PolskaNowe prawo jazdy kategorii B

Nowe prawo jazdy kategorii B



Od wczoraj na prawo jazdy kategorii B zdajemy po nowemu. Egzamin jest o wiele trudniejszy, wczoraj niewiele osób zaliczyło pierwszy sprawdzian.

Nowe prawo jazdy kategorii B

17.01.2006 | aktual.: 17.01.2006 08:06

Już trzeba zdawać według nowych zasad? - dziwił się wczoraj absolwent kursu nauki jazdy, podczas przedegzaminacyjnego spotkania w Gdańsku Oruni. - Naprawdę trzeba wiedzieć, jak otworzyć maskę silnika? - pytał inny. W Słupsku, po wprowadzeniu zmian, pierwszego dnia na egzamin zgłosiło się 39 osób. Zdało - 7. - Na placu manewrowym odpadło 15 - mówi Zbigniew Wiczkowski, dyrektor Wojewódzkiego Ośrodka Ruchu Drogowego w Słupsku. - W prawdziwym ruchu, na ulicy, nie spisało się należycie 15 egzaminowanych.

Nadal trwają zapisy na egzaminy. W Gdańsku przyjmowane są one na 9 - 10 lutego. - Wcześniej mogą być pojedyncze wolne miejsca - mówi Ewa Radziejowska, dyrektor Pomorskiego Ośrodka Ruchu Drogowego (PORD) w Gdańsku Oruni. - Zaczynamy pracować w wolne soboty, na razie egzaminujemy chcących uzyskać prawo jazdy kategorii wyższej niż B. Musimy się zmieścić w 30-dniowym terminie od złożenia wniosku przez kandydata na kierowcę. Podobnie jak w Słupsku, także w Trójmieście niełatwo jest przejść przez egzaminacyjne sito. - Niektórzy nie zdają już na placu manewrowym - mówi Wojciech Kaczmarek, egzaminator koordynator w PORD. - Nie potrafią ruszyć pod górkę, przekraczają linię ciągłą.

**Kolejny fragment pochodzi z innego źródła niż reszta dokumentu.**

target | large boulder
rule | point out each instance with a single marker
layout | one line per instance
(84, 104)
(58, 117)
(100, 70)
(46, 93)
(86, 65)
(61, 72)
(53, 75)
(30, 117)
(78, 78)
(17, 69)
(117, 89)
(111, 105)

- Uważam, że nowe przepisy są gorsze, szczególnie dla tych, którzy uczyli się po staremu i nie wiedzą, czego się spodziewać - powiedziała Paulina Puckowska, licealistka z Gdańska. - Na przykład o tym, że trzeba będzie sprawdzać światła, dowiedziałam się dopiero na miejscu. - Egzaminator był bardzo miły i wyjaśnił mi wcześniej, jak będzie wyglądał egzamin - mówi Agnieszka Wojciechowska z Gdańska (zdała za drugim razem, pierwszy raz próbowała przed zmianą przepisów). - Udało mi się zaparkować w mieście, ale nie jest to łatwe, kiedy trzeba uważać na inne samochody, przechodniów i jeszcze starać się robić dokładnie to, czego oczekuje egzaminator. Od 10 kwietnia w autach egzaminacyjnych pojawią się kamery. Nagrania będą przechowywane przez dwa tygodnie.

Paweł Radziszewski

Niektóre nowości: - do 10 stycznia egzamin teoretyczny kosztował 20 zł, teraz 22.
- Praktyczny podrożał z 74 do 112 zł.
- Trzeba się wykazać znajomością budowy samochodu - przed jazdą należy auto przygotować, np. skontrolować stan oleju, płynu do spryskiwaczy, ustawić fotel, lusterko itp.
- Parkowanie w rzeczywistych warunkach, czyli na ulicy. Pojawia się dodatkowy stres, związany z niebezpieczeństwem potrącenia innych użytkowników ruchu.
- Podczas sprawdzania umiejętności praktycznych może być też instruktor, który uczył zdającego.